Introduction to Numerical Analysis and Floating-Point Representation

• FMNF10 is a basic course in numerical analysis that covers a range of numerical methods to solve common problems in science and engineering.
• Numerical methods range from generally applicable to highly specialized methods that only work under certain conditions.
• The course's purpose is to introduce students to common concepts in numerical analysis and scientific computing, and the choice of method is less important.
• The course includes four Exercise Sheets and two Projects that require students to test the theory covered during lectures by writing their own codes, preferably in Matlab.
• Matlab skills are important for success in the course, and students are recommended to go through basic Matlab syntax examples available on the course web page.
• Computers use a finite set of approximately 10^19 distinct floating-point numbers, and all other numbers are rounded to one of these numbers, creating rounding errors.

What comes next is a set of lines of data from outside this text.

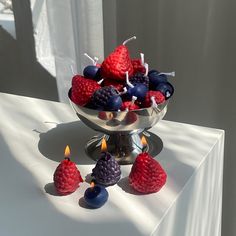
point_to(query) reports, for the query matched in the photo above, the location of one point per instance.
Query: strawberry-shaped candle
(147, 175)
(107, 170)
(118, 62)
(66, 176)
(83, 89)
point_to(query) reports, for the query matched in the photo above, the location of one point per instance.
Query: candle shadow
(75, 134)
(50, 189)
(124, 185)
(82, 203)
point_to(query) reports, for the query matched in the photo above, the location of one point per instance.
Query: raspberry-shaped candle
(66, 176)
(147, 175)
(107, 170)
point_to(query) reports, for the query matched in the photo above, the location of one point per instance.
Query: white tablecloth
(33, 135)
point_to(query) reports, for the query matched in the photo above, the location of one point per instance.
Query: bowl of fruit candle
(121, 99)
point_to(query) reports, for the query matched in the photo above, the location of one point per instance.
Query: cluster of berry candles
(120, 83)
(146, 176)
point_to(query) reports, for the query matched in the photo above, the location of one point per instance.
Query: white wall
(197, 39)
(194, 38)
(20, 72)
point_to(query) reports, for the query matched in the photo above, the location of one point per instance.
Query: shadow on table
(75, 134)
(124, 185)
(50, 189)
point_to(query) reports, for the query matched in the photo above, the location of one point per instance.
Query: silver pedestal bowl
(122, 130)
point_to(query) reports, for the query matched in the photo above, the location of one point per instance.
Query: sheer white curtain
(63, 31)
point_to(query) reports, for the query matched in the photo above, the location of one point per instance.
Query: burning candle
(95, 196)
(107, 170)
(66, 176)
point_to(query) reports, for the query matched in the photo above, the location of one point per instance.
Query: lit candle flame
(104, 145)
(67, 151)
(144, 141)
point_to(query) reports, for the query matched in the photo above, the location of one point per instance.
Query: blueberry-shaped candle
(95, 196)
(107, 170)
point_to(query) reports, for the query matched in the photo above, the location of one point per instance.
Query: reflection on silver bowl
(122, 130)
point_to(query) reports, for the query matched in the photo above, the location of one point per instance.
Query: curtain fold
(63, 31)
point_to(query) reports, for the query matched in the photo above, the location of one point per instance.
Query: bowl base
(125, 147)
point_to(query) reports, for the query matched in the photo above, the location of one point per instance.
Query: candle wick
(145, 148)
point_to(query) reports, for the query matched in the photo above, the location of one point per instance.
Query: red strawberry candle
(147, 175)
(118, 62)
(107, 170)
(66, 176)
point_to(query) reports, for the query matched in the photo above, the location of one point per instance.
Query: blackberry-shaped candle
(107, 170)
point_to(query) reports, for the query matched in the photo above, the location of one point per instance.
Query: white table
(33, 135)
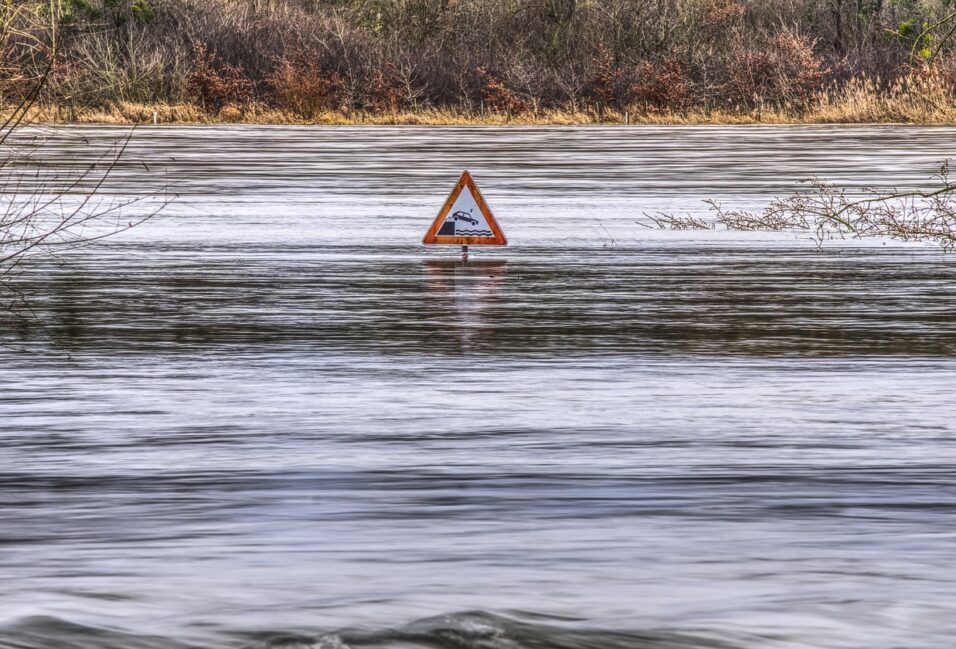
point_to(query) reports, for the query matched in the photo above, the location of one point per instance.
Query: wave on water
(471, 630)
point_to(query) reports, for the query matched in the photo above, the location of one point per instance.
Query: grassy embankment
(480, 62)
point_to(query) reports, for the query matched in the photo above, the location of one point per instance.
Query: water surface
(270, 417)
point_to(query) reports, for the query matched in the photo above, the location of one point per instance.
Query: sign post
(465, 219)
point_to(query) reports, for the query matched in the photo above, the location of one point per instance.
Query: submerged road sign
(465, 219)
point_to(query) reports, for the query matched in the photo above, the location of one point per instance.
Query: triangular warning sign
(465, 219)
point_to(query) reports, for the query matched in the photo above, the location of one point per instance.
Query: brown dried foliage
(828, 211)
(213, 84)
(497, 96)
(300, 85)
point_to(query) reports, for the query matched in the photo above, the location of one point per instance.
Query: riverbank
(868, 111)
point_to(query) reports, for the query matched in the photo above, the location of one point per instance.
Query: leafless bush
(827, 210)
(213, 84)
(50, 212)
(300, 85)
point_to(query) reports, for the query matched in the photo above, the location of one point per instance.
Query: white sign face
(465, 218)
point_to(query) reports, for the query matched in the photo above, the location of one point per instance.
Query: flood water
(270, 417)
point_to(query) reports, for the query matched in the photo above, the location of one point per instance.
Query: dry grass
(922, 97)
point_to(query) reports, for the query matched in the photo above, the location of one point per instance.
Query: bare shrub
(301, 86)
(828, 210)
(782, 70)
(498, 97)
(662, 85)
(213, 85)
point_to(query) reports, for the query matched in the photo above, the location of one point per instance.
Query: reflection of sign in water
(465, 218)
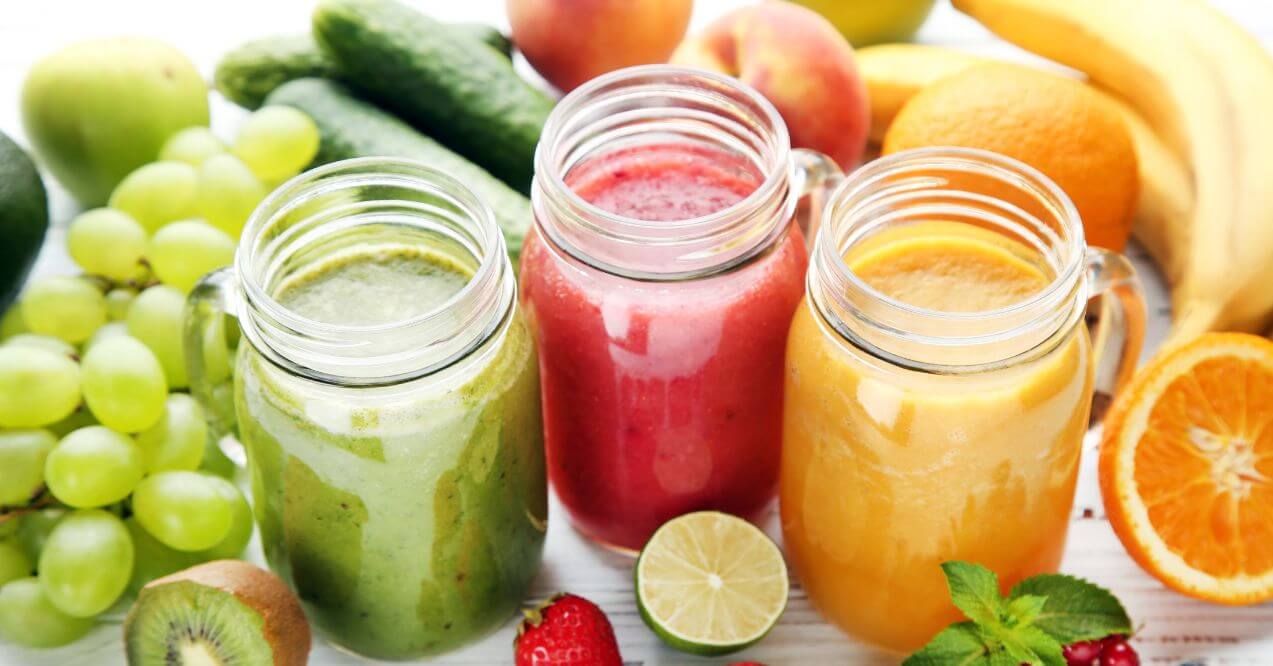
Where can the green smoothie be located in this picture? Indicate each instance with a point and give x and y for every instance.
(409, 518)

• The absolute error and relative error are used to measure the error introduced by the computer's rounding, with the relative error having a typical upper bound of 2*10^-16.
• The error introduced by rounding can magnify during a computation and destroy all accuracy in the final result.
• Matrix-vector multiplication is a fundamental concept in numerical analysis, with the cost of multiplication being 2n^2 FLOPs to leading order in n when n is large.
• The cost of matrix-vector multiplication is expressed using Big-O notation as O(n^2).
• Sauer covers matrix-vector multiplication in Appendix A.1.
• The understanding of floating-point representation and matrix-vector multiplication is essential for understanding computations in numerical analysis.